Jaman Rasulullah juga tidak ada sekolah. Tapi mutu orang-orangnya tak ada
tandingannya dengan lingkungan ini yang katanya sekolahan!”
“Keluar!
Keluaaaar!”
Sesak dada
Zaniar. Pagi itu dirinya merasa memasuki sebuah belantara baru. Sebuah
belantara yang sama sekali tidak pernah terpikir di hari-hari sebelumnya.
Zaniar
mengakhiri ceritanya kepada Pak Nanto. Pak Nanto diam. Sebagai wali kelas kini
ia menghadapi sebuah masalah yang cukup besar juga.

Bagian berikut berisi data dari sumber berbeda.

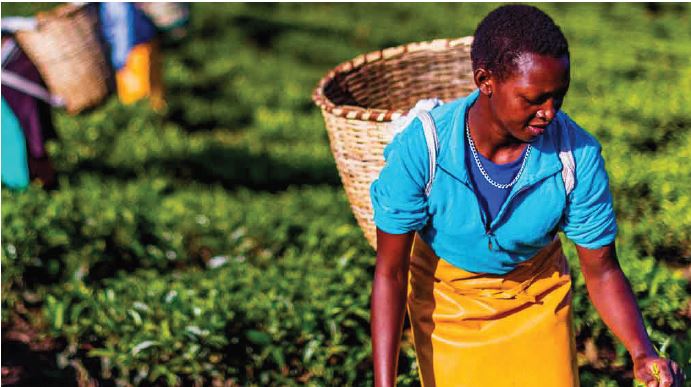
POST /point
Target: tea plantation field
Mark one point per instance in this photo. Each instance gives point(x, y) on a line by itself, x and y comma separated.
point(213, 241)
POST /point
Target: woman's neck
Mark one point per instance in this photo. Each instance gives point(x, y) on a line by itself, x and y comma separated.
point(491, 140)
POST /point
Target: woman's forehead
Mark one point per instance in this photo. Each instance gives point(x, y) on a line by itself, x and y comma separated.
point(541, 71)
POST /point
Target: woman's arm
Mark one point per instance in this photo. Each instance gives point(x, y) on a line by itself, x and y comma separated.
point(388, 303)
point(614, 300)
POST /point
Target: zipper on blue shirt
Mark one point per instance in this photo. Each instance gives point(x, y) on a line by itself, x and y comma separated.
point(483, 216)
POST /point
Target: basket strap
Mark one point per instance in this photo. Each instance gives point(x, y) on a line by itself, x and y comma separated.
point(432, 141)
point(28, 87)
point(568, 170)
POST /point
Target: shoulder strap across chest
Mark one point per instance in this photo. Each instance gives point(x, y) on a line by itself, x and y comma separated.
point(568, 171)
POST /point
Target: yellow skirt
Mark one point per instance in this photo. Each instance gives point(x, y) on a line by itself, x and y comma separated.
point(141, 76)
point(473, 329)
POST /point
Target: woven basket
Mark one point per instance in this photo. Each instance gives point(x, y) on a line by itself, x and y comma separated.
point(66, 49)
point(361, 97)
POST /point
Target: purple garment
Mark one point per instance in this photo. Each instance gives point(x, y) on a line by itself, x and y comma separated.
point(33, 114)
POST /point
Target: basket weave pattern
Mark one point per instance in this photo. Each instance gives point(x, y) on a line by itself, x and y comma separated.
point(67, 52)
point(361, 97)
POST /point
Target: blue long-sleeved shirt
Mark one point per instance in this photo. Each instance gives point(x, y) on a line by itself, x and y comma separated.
point(450, 219)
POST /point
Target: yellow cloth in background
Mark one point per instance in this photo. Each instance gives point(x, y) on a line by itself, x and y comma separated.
point(488, 330)
point(141, 76)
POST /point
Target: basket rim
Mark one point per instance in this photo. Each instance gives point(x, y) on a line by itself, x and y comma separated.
point(374, 114)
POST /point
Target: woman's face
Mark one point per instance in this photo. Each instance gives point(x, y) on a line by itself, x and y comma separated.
point(529, 98)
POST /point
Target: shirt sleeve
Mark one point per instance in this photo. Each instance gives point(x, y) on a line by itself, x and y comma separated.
point(398, 195)
point(589, 219)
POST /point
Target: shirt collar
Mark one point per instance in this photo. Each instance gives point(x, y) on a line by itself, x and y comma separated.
point(542, 162)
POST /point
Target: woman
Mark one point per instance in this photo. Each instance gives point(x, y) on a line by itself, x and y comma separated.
point(489, 297)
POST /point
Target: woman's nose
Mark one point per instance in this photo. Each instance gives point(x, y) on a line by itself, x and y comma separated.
point(548, 110)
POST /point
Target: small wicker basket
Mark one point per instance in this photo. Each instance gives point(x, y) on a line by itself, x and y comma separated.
point(67, 51)
point(361, 97)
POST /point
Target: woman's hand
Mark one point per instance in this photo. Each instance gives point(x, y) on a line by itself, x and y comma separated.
point(655, 371)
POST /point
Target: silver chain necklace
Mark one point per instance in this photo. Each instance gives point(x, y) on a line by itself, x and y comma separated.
point(482, 169)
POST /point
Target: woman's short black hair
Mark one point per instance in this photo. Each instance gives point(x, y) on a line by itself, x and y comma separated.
point(511, 30)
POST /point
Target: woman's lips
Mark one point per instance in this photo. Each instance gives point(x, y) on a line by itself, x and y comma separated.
point(536, 130)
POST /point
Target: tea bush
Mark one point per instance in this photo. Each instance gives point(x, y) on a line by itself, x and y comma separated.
point(214, 242)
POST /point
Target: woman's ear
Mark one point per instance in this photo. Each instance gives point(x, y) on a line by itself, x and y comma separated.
point(484, 81)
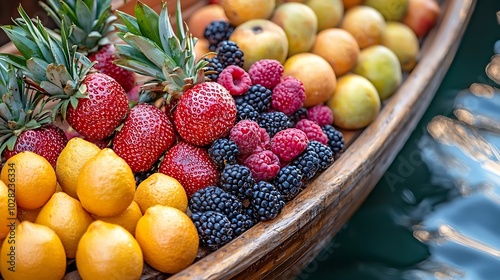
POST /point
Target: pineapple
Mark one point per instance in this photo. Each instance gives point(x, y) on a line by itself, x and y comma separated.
point(92, 33)
point(25, 124)
point(92, 103)
point(202, 111)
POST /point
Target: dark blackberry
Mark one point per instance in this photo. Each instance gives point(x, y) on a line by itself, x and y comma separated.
point(256, 96)
point(298, 115)
point(288, 182)
point(240, 223)
point(214, 229)
point(308, 162)
point(213, 68)
point(325, 154)
point(244, 111)
point(223, 151)
point(216, 32)
point(335, 139)
point(266, 201)
point(273, 122)
point(237, 180)
point(229, 53)
point(213, 198)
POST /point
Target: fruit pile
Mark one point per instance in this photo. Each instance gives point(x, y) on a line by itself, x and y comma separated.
point(124, 141)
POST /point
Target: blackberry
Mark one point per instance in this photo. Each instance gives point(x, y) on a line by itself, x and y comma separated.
point(223, 152)
point(237, 180)
point(256, 96)
point(266, 201)
point(288, 182)
point(273, 122)
point(335, 139)
point(216, 32)
point(213, 68)
point(245, 111)
point(213, 198)
point(214, 229)
point(229, 53)
point(298, 115)
point(308, 162)
point(325, 154)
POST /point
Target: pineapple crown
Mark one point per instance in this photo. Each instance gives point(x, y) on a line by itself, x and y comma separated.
point(21, 107)
point(92, 19)
point(47, 62)
point(154, 50)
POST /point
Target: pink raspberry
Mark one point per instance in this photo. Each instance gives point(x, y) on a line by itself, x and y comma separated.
point(266, 72)
point(287, 144)
point(288, 96)
point(235, 80)
point(264, 165)
point(246, 135)
point(312, 130)
point(321, 114)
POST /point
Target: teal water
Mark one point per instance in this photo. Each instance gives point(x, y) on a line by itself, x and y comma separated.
point(435, 213)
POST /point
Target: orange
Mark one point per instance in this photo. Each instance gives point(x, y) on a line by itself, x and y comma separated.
point(66, 216)
point(239, 11)
point(339, 48)
point(127, 219)
point(39, 254)
point(71, 160)
point(106, 184)
point(161, 189)
point(316, 74)
point(366, 24)
point(33, 178)
point(108, 251)
point(168, 238)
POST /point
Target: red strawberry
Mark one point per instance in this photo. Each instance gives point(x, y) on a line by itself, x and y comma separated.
point(47, 141)
point(191, 166)
point(204, 113)
point(105, 57)
point(146, 134)
point(97, 116)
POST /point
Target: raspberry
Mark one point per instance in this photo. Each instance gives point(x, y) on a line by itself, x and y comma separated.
point(235, 80)
point(312, 130)
point(288, 96)
point(246, 135)
point(264, 165)
point(321, 114)
point(266, 72)
point(289, 143)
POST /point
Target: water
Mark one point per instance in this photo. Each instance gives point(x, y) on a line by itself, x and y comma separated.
point(434, 214)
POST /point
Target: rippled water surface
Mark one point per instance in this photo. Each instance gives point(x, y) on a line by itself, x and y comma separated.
point(436, 212)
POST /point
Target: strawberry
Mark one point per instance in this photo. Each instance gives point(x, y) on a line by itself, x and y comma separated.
point(146, 134)
point(47, 141)
point(105, 107)
point(191, 166)
point(204, 113)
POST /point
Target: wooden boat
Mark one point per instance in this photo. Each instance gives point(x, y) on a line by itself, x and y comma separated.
point(282, 247)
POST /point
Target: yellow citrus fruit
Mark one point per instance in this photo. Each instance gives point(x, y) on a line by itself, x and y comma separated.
point(66, 216)
point(366, 24)
point(36, 254)
point(28, 215)
point(108, 251)
point(33, 178)
point(339, 48)
point(106, 184)
point(127, 219)
point(239, 11)
point(71, 160)
point(316, 74)
point(168, 238)
point(161, 189)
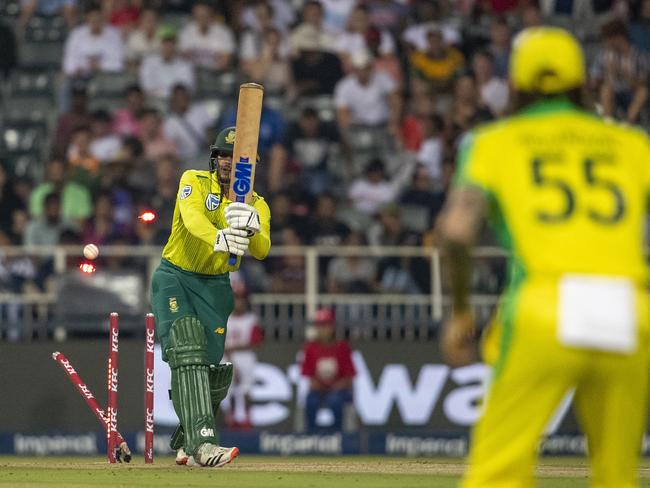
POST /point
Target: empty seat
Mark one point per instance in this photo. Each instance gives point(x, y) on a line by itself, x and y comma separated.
point(216, 84)
point(36, 109)
point(43, 55)
point(32, 82)
point(111, 84)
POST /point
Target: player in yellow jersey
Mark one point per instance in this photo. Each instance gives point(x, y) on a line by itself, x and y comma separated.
point(192, 299)
point(566, 191)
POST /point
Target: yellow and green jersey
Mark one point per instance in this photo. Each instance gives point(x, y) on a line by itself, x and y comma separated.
point(567, 191)
point(198, 216)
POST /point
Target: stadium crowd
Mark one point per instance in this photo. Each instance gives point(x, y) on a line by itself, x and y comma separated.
point(365, 104)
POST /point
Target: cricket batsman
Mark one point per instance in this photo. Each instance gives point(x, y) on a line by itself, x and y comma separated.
point(566, 191)
point(192, 298)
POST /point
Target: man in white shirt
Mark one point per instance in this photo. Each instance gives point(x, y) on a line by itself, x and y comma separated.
point(187, 124)
point(143, 41)
point(207, 42)
point(160, 72)
point(312, 19)
point(93, 46)
point(367, 97)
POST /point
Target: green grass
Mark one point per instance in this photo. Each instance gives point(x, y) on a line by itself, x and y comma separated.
point(271, 472)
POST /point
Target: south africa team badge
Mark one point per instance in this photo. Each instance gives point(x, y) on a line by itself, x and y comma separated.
point(212, 201)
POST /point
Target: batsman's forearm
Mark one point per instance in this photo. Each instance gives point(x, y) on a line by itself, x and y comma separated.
point(460, 268)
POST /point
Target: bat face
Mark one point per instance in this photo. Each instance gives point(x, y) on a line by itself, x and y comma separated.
point(242, 178)
point(244, 157)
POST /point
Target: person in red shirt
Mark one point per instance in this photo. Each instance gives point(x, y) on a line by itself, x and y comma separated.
point(327, 363)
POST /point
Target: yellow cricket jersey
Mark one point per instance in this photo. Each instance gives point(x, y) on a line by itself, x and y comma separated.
point(198, 216)
point(567, 190)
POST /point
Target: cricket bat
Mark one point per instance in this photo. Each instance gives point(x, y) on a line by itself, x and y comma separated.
point(244, 154)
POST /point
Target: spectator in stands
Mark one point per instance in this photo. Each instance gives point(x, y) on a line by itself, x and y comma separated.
point(640, 26)
point(353, 273)
point(84, 165)
point(280, 12)
point(425, 194)
point(77, 116)
point(428, 15)
point(187, 125)
point(252, 40)
point(93, 47)
point(272, 127)
point(122, 14)
point(357, 35)
point(337, 13)
point(373, 190)
point(430, 155)
point(126, 121)
point(156, 143)
point(308, 146)
point(325, 228)
point(105, 145)
point(46, 229)
point(412, 129)
point(143, 41)
point(327, 363)
point(9, 201)
point(315, 71)
point(366, 97)
point(465, 111)
point(312, 21)
point(271, 66)
point(435, 69)
point(285, 216)
point(101, 228)
point(160, 72)
point(499, 46)
point(207, 41)
point(76, 202)
point(396, 274)
point(165, 192)
point(48, 8)
point(288, 272)
point(388, 14)
point(621, 74)
point(493, 91)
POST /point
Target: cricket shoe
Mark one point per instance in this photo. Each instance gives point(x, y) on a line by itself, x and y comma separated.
point(184, 459)
point(215, 456)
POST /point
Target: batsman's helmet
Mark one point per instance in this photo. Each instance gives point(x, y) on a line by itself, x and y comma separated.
point(546, 60)
point(223, 144)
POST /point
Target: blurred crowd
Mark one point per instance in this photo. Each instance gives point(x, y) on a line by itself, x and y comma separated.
point(365, 104)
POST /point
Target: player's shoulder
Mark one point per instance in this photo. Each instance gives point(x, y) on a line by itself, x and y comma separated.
point(195, 174)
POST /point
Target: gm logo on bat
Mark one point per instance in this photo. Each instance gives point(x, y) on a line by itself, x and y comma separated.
point(243, 173)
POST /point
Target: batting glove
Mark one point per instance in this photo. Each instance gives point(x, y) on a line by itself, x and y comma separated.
point(232, 241)
point(243, 216)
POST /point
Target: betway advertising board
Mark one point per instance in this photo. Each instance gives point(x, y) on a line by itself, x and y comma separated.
point(400, 387)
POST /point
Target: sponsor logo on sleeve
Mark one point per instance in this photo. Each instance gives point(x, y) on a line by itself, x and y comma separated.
point(186, 191)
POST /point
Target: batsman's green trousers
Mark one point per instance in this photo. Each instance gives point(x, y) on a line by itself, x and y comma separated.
point(176, 293)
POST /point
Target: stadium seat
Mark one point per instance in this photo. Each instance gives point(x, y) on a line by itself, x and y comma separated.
point(43, 55)
point(110, 84)
point(31, 82)
point(216, 84)
point(22, 147)
point(46, 29)
point(22, 109)
point(323, 104)
point(10, 8)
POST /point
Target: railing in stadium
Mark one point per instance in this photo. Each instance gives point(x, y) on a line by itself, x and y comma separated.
point(377, 315)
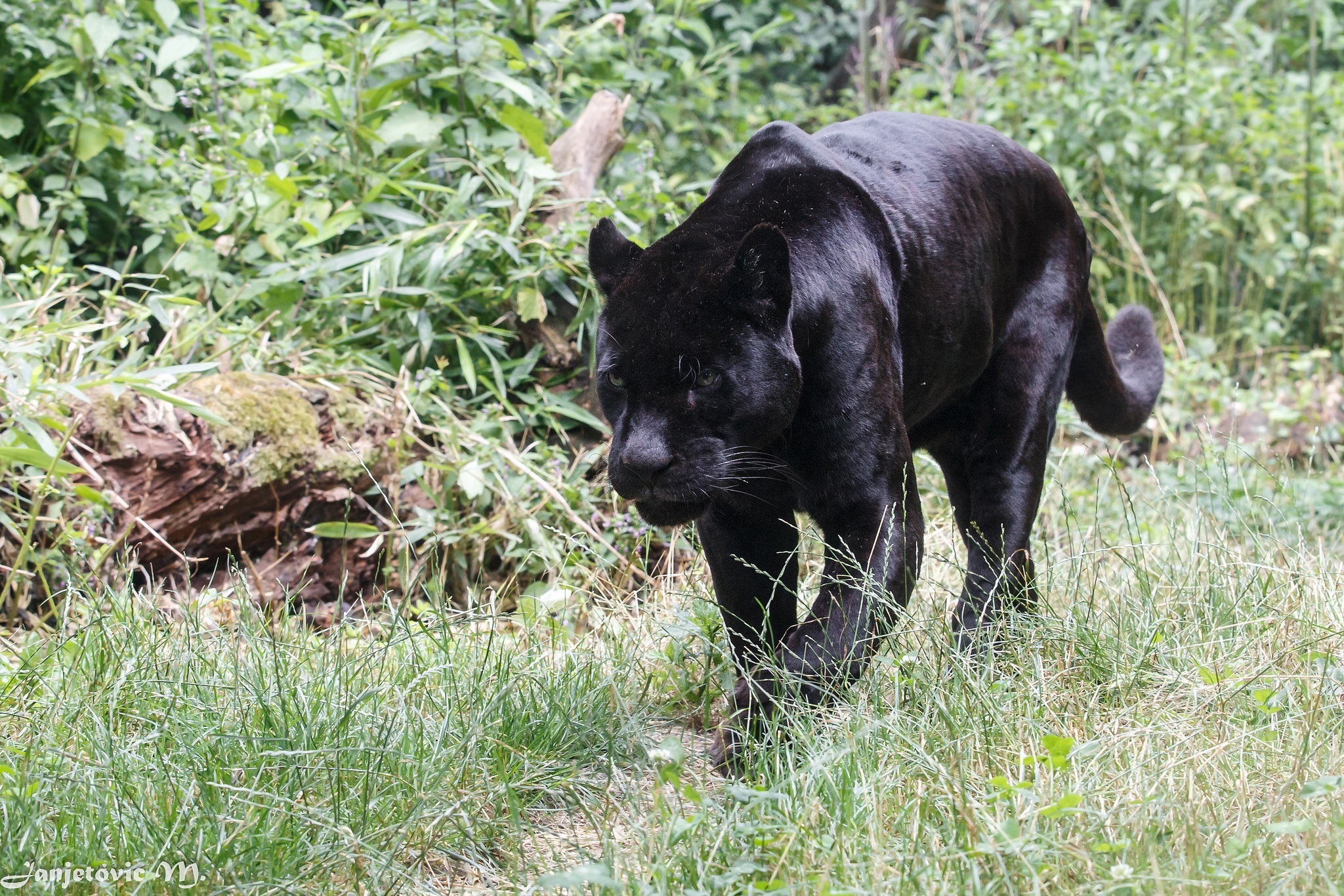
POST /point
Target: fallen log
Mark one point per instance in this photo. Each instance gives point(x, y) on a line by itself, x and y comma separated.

Ancaman Pak Layang untuk
mengeluarkan Zaniar dari sekolah bisa jadi bukan gertakan semata.
“Pak Nanto ….. “
“Ya Niar?”
“Kenapa Bapak
diam?”
“Kamu telah
masuk ke masalah besar. Kamu telah menceritakan perihal kisahmu dengan Pak
Layang. Kalau Pak Layang sampai tahu kamu cerita kepada Bapak, bisa-bisa Pak
Layang mengeluarkanmu.”
“Bagi saya ini
masalah kecil.”
“Aaah bisa saja
kamu!””
“Karena masalah
ini Bapak juga ikut memikulnya.”
“O pasti.”
“Karena di awal
Bapak yang meminta saya untuk bercerita …… “
“Hah? Apa?”
“Bukannya Bapak
yang menyuruh Niar bercerita tentang kasus Niar dengan kepala sekolah. Saya
sudah siap keluar Pak Nanto.”
“Nnnn…. nanti
dulu Niar.”
“Tidak apa-apa
Pak. Apakah selama ini Bapak pernah melihat saya bersedih? Mudah-mudahan tidak
Pak. Saya selalu riang, galak, dan keras kepada teman-teman yang malas belajar.
Saya tidak bersedih.”
“Kalaupun harus
keluar, pahitnya dikeluarkan, pihak sekolah harus mengeluarkan surat pindah,
agar kamu bisa bersekolah lagi di tempat lain.”
“Saya mau lebih
fokus di pesantren Pak. Saya bisa full di
sana.”
“Tapi bukan
pelarian Niar.”
“Mohon Bapak
jangan ulangi kata pelarian Pak……”
“Ooohh…. Ooohh…
maaf Niar. Bapak gugup, bapak khawatir keadaan kamu.”
“Saya ikhlash
Pak. Ribuan, bahkan mungkin jutaan anak-anak yang tidak sekolah di sekolah
formal Pak. Tetapi mereka lebih merasakan kebahagiaan. Dan saya ingin menjadi
salah satu di antara mereka Pak. Barangkali pesantren memang lebih cocok untuk
keadaan saya yang seperti ini …..”
“Niar…..”
“Bapak jangan
merasa salah jika suatu saat Pak Haji Layang mengeluarkan saya.”
“Niar …..”
“Saya permisi
dulu Pak…. Assalaamu’alaikum!” Kata Zaniar perlahan sambil beranjak
meninggalkan wali kelasnya yang masih duduk bengong. Laki-laki yang menjadi
wali kelasnya justru nampak begitu bodoh berbicara dengan muridnya.
Mulut Pak Nanto
hanya komat-kamit tak bersuara menjawab salam muridnya. Hingga beberapa jenak
laki-laki itu tidak menyadari bahwa dirinya tinggal sendirian. Zaniar telah
jauh dari ruang lobby. Pak Nanto mengejar. Laki-laki itu hanya bisa berdiri
sambil menghela nafas panjang melihat muridnya telah masuk angkot dan membawanya
pergi.
Beberapa hari
yang lalu Zaniar hampir saja mampu melupakan kejadian dengan kepala sekolahnya.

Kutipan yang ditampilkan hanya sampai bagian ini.